Opinion | Home for Christmas? But for asylum seekers, Australia’s actions border on inhumane
- As Australia nears its vaccination threshold and plans to reopen its borders, those trapped overseas should put the government’s policies into perspective
- For those seeking refuge, such as the Murugappan family, home remains a broken promise, and many do not know if they will ever have one again

Home for Christmas! What a hope that is to raise. What a sound bite. It’s almost as if a federal election has to be called by next May, and the Australian government last week decided to wind back its own increasingly unpopular closed-borders policy with enough time to take credit for it before the polls.
Weddings and birthdays have been missed. Funerals, too. Little ones have learned that some family members are only available through screens; those a little older have learned that sight and sound are poorer without a tactile component. Everyone looks a little greyer, even when the signal is strong, and a little more frayed around the edges.
Prime Minister Scott Morrison’s announcement of the reopening of Australia, signalling an end to one of the world’s strictest restrictions on travel, is imminent as inoculation rates in states approach the 80 per cent threshold for fully vaccinated residents.
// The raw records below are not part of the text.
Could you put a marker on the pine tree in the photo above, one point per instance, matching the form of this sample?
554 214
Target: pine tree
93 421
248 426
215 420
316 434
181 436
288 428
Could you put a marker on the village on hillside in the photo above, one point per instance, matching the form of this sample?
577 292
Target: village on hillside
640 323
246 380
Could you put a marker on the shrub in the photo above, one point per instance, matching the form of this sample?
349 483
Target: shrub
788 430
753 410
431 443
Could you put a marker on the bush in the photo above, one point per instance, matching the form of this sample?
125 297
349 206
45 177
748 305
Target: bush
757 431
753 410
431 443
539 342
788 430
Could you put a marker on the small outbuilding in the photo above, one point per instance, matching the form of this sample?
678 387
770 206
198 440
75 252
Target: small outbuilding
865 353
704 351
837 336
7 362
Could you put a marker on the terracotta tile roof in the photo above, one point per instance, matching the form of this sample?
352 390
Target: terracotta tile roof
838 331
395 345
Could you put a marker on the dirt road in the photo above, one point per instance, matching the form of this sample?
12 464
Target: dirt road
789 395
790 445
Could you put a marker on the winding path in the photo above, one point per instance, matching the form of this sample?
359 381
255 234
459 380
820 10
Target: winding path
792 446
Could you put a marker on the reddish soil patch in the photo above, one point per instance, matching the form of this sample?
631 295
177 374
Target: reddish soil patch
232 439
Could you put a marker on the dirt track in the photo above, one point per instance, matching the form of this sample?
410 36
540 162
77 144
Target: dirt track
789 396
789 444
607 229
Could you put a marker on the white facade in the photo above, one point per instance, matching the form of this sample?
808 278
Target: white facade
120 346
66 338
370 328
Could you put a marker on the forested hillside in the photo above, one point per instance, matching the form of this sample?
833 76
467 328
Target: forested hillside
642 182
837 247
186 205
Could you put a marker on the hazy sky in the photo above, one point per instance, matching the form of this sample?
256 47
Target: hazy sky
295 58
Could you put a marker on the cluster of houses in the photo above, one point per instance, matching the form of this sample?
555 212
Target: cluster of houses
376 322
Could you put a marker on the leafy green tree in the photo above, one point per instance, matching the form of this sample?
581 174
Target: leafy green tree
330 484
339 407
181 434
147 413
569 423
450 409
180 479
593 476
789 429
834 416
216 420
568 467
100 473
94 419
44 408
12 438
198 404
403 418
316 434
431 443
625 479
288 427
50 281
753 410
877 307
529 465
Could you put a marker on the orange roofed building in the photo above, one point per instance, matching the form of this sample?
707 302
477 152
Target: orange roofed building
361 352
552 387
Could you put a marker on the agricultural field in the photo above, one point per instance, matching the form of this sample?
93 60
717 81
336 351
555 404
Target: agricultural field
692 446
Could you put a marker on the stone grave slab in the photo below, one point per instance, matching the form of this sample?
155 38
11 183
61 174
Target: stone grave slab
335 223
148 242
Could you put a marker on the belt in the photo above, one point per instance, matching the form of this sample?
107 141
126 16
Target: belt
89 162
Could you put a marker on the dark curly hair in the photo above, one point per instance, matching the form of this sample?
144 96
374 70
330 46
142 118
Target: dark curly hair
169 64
Never mind that this position is the result of a badly fumbled vaccine roll-out, or that it has taken the arrival of a more virulent form of Covid-19 to move away from the national addiction to closed borders – the relief is almost palpable. We are so very close.
For some, however, home remains a broken promise.
In March 2018, a family of Tamil asylum seekers was forcibly taken from their family home in the country town of Biloela, Queensland, after their bridging visa expired. Priya and Nades Murugappan, who fled the civil war in Sri Lanka, had two daughters, Kopika and Tharunicaa, during their time in Australia; all four were held in Melbourne that year after their asylum claims were rejected.